The data set contained more than 125 variables, of which six clinical predictive variables were selected using a hybrid filter / wrapper function based on a genetic algorithm. The six variables selected included troponin levels, age, blood urea nitrogen (BUN) levels, P / F ratio, presence of myalgia, and presence of chronic obstructive pulmonary disease (COPD).
These variables were used to construct predictive models that were based on logistic regression (LR), decision trees (DT), random forests (RF), naive bays (NB), and support vector machines (SVM). . The performance of the predictive models was evaluated based on their accuracy and F1 score. Cross-validation was performed in all patients in whom these variables were measured.

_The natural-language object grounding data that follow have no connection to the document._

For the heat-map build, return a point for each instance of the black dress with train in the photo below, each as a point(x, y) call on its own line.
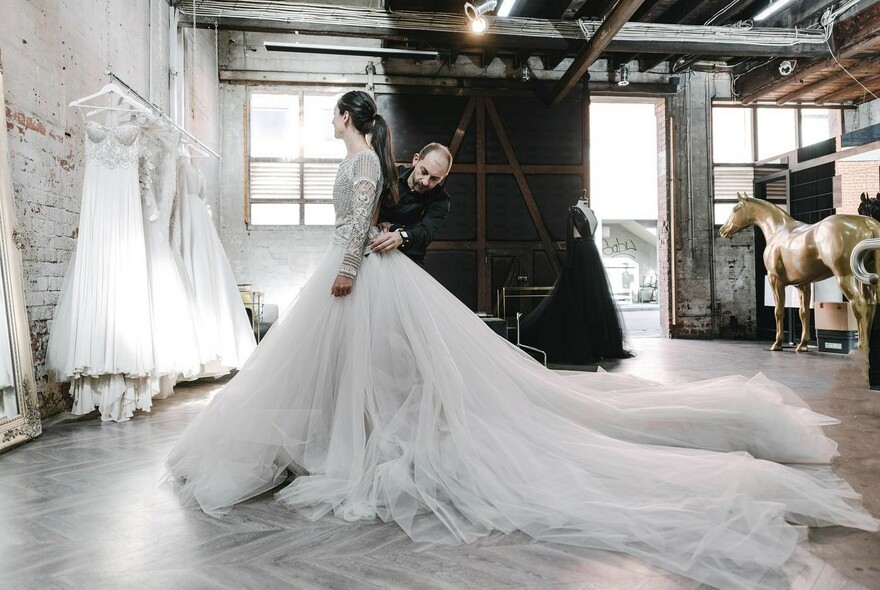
point(578, 322)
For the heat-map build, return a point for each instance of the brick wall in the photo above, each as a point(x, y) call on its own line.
point(854, 178)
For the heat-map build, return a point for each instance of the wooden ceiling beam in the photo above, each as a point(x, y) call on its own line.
point(856, 35)
point(621, 13)
point(866, 67)
point(853, 91)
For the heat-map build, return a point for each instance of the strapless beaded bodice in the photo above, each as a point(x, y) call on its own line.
point(112, 147)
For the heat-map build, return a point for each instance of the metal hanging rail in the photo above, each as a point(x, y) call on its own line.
point(161, 114)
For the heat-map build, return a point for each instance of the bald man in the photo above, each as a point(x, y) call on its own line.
point(424, 203)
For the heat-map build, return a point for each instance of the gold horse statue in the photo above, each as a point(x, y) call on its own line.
point(799, 254)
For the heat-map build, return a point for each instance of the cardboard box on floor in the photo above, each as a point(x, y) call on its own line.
point(835, 315)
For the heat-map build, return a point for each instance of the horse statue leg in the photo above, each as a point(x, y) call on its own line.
point(779, 309)
point(805, 292)
point(862, 307)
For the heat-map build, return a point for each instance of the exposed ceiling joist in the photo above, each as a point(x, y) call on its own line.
point(594, 48)
point(872, 84)
point(853, 37)
point(859, 69)
point(508, 34)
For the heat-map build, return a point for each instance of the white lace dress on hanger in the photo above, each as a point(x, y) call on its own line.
point(177, 322)
point(211, 275)
point(101, 334)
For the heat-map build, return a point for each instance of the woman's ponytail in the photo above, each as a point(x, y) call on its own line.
point(380, 139)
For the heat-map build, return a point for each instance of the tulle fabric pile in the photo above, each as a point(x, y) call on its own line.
point(397, 402)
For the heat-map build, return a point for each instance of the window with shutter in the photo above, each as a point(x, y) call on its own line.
point(292, 158)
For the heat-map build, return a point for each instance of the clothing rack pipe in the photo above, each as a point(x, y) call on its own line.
point(161, 113)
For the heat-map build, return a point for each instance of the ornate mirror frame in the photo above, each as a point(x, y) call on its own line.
point(26, 424)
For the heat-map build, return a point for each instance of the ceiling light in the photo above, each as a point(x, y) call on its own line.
point(351, 50)
point(475, 17)
point(771, 9)
point(506, 7)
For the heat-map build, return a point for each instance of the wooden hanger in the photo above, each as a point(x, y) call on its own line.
point(134, 105)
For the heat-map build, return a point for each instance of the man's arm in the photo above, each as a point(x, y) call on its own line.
point(422, 233)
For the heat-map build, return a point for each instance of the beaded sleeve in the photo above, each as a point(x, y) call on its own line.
point(366, 176)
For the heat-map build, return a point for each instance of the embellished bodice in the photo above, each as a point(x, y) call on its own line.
point(355, 197)
point(112, 147)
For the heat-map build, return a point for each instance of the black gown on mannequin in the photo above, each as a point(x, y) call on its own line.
point(578, 321)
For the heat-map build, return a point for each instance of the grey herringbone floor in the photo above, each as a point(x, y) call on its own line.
point(83, 507)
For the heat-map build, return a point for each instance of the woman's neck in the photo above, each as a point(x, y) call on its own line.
point(355, 143)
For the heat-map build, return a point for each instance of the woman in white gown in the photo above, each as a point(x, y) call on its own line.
point(391, 399)
point(211, 275)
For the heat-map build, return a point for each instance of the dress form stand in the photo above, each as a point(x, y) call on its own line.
point(578, 321)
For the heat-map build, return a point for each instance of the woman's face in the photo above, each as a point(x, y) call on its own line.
point(338, 123)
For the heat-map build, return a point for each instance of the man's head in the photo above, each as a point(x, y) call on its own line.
point(430, 167)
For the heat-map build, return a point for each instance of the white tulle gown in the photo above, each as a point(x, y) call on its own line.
point(397, 402)
point(101, 334)
point(210, 273)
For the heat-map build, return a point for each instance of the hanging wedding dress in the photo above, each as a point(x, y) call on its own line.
point(211, 275)
point(398, 402)
point(178, 349)
point(101, 337)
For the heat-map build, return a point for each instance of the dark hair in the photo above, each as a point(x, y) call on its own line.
point(361, 107)
point(437, 147)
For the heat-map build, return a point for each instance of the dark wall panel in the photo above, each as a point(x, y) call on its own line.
point(418, 120)
point(506, 212)
point(461, 223)
point(457, 272)
point(539, 135)
point(554, 194)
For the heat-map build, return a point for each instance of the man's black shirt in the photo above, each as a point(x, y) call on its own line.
point(421, 214)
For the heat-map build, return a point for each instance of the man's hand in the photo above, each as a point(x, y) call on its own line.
point(386, 242)
point(341, 286)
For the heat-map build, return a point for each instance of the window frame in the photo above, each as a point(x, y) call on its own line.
point(299, 199)
point(754, 148)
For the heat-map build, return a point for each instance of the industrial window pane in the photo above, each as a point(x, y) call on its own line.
point(732, 135)
point(722, 212)
point(318, 180)
point(318, 214)
point(818, 125)
point(730, 180)
point(318, 127)
point(274, 180)
point(274, 214)
point(275, 128)
point(776, 132)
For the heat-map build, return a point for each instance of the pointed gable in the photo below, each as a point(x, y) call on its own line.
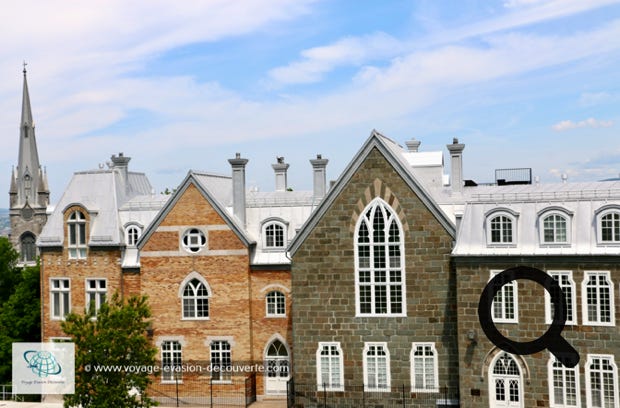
point(193, 204)
point(388, 150)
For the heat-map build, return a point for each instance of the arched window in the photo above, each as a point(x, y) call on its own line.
point(609, 226)
point(195, 300)
point(274, 235)
point(28, 247)
point(554, 229)
point(276, 304)
point(132, 235)
point(76, 227)
point(380, 278)
point(501, 227)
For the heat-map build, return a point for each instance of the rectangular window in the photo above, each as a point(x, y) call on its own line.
point(563, 385)
point(376, 367)
point(171, 361)
point(424, 368)
point(60, 294)
point(601, 381)
point(565, 280)
point(96, 291)
point(330, 375)
point(505, 306)
point(221, 360)
point(598, 299)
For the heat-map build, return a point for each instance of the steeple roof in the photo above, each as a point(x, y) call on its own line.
point(28, 177)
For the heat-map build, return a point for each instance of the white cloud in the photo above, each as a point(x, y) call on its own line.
point(587, 123)
point(353, 51)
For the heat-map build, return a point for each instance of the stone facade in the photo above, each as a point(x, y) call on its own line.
point(324, 305)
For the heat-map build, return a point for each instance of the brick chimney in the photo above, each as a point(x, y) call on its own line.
point(238, 176)
point(456, 165)
point(280, 169)
point(320, 176)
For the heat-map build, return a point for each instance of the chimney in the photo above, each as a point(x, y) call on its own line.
point(238, 168)
point(319, 180)
point(413, 145)
point(456, 165)
point(280, 169)
point(121, 163)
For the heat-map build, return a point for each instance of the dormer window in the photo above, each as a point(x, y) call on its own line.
point(554, 226)
point(608, 225)
point(501, 227)
point(76, 229)
point(274, 234)
point(132, 235)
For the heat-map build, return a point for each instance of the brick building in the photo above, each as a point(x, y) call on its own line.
point(211, 258)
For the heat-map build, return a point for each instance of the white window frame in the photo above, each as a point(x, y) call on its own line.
point(502, 292)
point(333, 361)
point(589, 361)
point(96, 292)
point(62, 293)
point(602, 212)
point(275, 298)
point(415, 360)
point(224, 377)
point(564, 371)
point(572, 305)
point(196, 240)
point(510, 215)
point(366, 363)
point(133, 232)
point(372, 270)
point(176, 375)
point(584, 300)
point(555, 212)
point(186, 282)
point(275, 223)
point(77, 249)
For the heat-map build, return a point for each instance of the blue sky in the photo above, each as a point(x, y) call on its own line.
point(185, 85)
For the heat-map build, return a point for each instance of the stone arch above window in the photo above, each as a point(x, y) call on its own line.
point(274, 233)
point(195, 293)
point(378, 189)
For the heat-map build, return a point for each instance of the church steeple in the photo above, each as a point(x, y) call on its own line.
point(29, 177)
point(29, 192)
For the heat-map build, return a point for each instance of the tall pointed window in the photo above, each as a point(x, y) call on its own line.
point(195, 300)
point(380, 278)
point(76, 227)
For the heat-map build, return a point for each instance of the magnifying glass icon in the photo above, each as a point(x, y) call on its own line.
point(551, 339)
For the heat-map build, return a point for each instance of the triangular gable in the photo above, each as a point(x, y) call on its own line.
point(191, 179)
point(388, 149)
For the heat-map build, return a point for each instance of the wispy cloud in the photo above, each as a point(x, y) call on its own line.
point(351, 51)
point(587, 123)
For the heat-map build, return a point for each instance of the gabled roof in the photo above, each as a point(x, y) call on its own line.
point(203, 182)
point(394, 154)
point(102, 193)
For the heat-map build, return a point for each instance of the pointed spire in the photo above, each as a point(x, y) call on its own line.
point(28, 172)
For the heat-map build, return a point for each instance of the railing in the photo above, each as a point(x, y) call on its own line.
point(356, 396)
point(204, 391)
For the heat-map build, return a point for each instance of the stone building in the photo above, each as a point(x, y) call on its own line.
point(374, 308)
point(29, 192)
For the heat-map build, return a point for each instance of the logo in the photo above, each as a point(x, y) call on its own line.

Study methods were also compared with standard selection of filter functions by removing recursive features (RFE). Finally, all clinical variables were grouped to provide a better view of the selected biomarkers.
The results of the study indicated that the six variables selected by the general algorithm provided strong support for the medical literature on COVID-19. The P / F ratio, for example, is an important clinical variable that aids in clinical decision-making of patients ’external ventilation and oxygenation requirements.
Older age is also an important risk factor that the algorithm has selected correctly. COPD is also an important variable that helps identify patients with chronic lung disease.
The variable troponin helps to recognize the link between cardiovascular disease and COVID-19, while the variable BUN helps to identify any pre-existing chronic kidney disease. The last variable of myalgia suggests that, depending on the case, the disease may develop against different target organs.
The standard function selection procedure involved two different coverage thresholds of 90% and 75% of patient coverage. For the 90% threshold, it was observed that the main variables of P / F and age were the same as those selected by the general algorithm. It was also observed that troponin and BUN levels were not selected as they were not below the coverage threshold of 90% of patients.
The results also indicated that four of the five predictive models included in the study provided a classification accuracy of more than 85% during the first wave of the pandemic. In addition, the best result was shown by LR followed by RF, DT and SVM. During the second wave, only the DT showed an accuracy level of 85%, while the others showed much lower accuracy levels.
Many clinical variables were found to be missing for first-wave datasets. The involvement of the missing values allowed the authors to test the performance of the predictive models as well as the validity of the selected variables.
For the selected variables, no difference was observed between the actual and assigned values. For the predictive models, it was observed that LR and RF showed a slight reduction in accuracy, while SVM and NB experienced a slight increase.
Among the five predictive models used in the study, only the DT and LR models were considered interpretable. The LR model could be interpreted by studying regression coefficients, while the DT model provides a visual description of the data set that is based on clinical variables. The DT model also helps to easily classify a new patient.
Finally, the grouping of the variables determined that the six selected variables belonged to five different clusters, which also helped determine the other diseases that presented common clinical symptoms. This could help determine the link between these diseases and COVID-19.
Although the researchers in the current study made considerable efforts to follow appropriate external validation practices, one of the main limitations is that this study included data from a single hospital. Therefore, the current model should be applied to larger data sets and to different locations so that they can assist in clinical decision making in a time of emergency.